[O texto a seguir faz parte de uma série que pode ser visualizada em “Pontos, Linhas e Métricas: introdução à análise estrutural de redes sociais”]
Análise estrutural de redes (sociais)
A análise de redes é baseada na análise de alguns elementos básicos, como vimos. Esta considera que informação pode ser gerada a partir da análise de como os elementos de um conjunto estão ligados entre si. Há vários precedentes da análise estrutural de redes sociais, mas a análise de redes em si – não necessariamente ligada a entes sociais – também já gerou muitas ideias e discussões. A perspectiva de pensar o mundo como uma grande “rede”, não é nova, sendo utilizada por áreas tão diferentes quanto economia, engenharia de telecomunicações ou ecologia.
Na imagem abaixo podemos ver um exemplo, citado por Mark Buchanan, autor de Nexus (2002), sobre um trabalho de análise da teia alimentar no ecossistema marítima de Benguela, na África do Sul. O autor explica que o ecologista Peter Yodzis, da Universidade de Guelph, que realizou esta análise, estimou que “uma alteração no número de focas poderia influenciar a população de merluzas, através de espécies intermediárias, de mais de 225 milhões de maneiras diferentes, por cadeiras de causa e efeito” (BUCHANAN, 2002, p.6).
Desse modo, pôde-se mostrar para a comunidade pesqueira do local que a solução imaginada para a queda da população de merluzas, abater focas (pois focas comem merluzas), não era algo tão simples.
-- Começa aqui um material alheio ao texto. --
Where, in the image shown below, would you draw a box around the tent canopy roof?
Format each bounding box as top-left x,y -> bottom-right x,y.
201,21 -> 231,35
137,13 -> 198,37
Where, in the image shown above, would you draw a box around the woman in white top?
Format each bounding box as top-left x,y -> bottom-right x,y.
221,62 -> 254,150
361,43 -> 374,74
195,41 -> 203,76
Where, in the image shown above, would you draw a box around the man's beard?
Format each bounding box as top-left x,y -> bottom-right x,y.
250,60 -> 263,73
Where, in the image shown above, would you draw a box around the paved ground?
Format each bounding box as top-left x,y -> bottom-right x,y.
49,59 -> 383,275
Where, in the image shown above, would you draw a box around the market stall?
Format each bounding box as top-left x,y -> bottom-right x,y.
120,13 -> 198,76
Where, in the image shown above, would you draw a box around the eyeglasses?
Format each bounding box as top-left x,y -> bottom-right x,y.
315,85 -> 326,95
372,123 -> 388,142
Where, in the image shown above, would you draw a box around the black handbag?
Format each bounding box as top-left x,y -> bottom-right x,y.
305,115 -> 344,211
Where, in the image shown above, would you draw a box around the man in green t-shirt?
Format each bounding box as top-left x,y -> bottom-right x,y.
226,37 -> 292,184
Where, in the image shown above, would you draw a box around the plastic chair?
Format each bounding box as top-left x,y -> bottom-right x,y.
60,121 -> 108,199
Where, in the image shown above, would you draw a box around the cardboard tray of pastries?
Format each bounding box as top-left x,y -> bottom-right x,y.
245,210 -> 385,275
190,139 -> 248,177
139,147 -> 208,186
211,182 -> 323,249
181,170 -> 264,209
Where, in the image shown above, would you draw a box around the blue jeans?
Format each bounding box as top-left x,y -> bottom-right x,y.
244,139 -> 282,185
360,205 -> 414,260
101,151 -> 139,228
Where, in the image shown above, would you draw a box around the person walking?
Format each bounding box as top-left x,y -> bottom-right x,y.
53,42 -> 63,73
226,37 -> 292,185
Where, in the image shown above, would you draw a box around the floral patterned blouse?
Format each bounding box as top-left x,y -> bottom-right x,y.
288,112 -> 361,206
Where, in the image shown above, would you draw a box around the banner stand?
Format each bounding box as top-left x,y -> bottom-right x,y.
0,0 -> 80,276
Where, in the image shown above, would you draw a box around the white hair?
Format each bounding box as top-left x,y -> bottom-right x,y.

O sistema (ecossistema) é tão complexo que uma relação aparentemente simples de causa e efeito (menos focas = mais merluzas?) na verdade não era nada simples e, até, poderia piorar o problema.
A concepção e ideias sobre “sistema” são alguns dos precedentes da análise estrutural de redes. Como explicam Lemieux e Ouimet, a “análise estrutural diz respeito à forma das relações entre os atores sociais” (2004, p.11). Estes autores mostram como a análise estrutural está próxima da concepção de sistema, ao citar o trabalho de Le Moigne ao definir o que é um sistema no sentido lato:
alguma coisa (seja o que for, supostamente identificável”)
que em alguma coisa (ambiente)
para alguma coisa (finalidade ou projeto)
faz alguma coisa (atividade = funcionamento)
por meio de alguma coisa (estrutura = forma estável)
que se transforma no tempo (evolução)
Ou seja, os fenômenos que analisa através da perspectiva de rede se aproximam destas ideias de sistema por tratarem das relações entre as coisas, enfatizando estas conexões realizadas por ações, efeitos e ligações ao longo do tempo. Barabási, em Linked, também explica este relacionamento das ideias de sistemas e redes:
“A dinâmica presente em várias redes possibilita que estas possam ser consideradas sistemas complexos. Da mesma forma, a recíproca também é verdadeira: muitos sistemas complexos são estudados como se fossem redes. Entende-se sistema como parte da realidade que forma um todo organizado composto de elementos inter-relacionados e complexo como algo que possui um comportamento de difícil previsibilidade, em razão das dinâmicas organizacionais não-lineares. Desta forma, reconhecimentos nas redes de grande importância características de sistemas complexos” (2002, VII-VII).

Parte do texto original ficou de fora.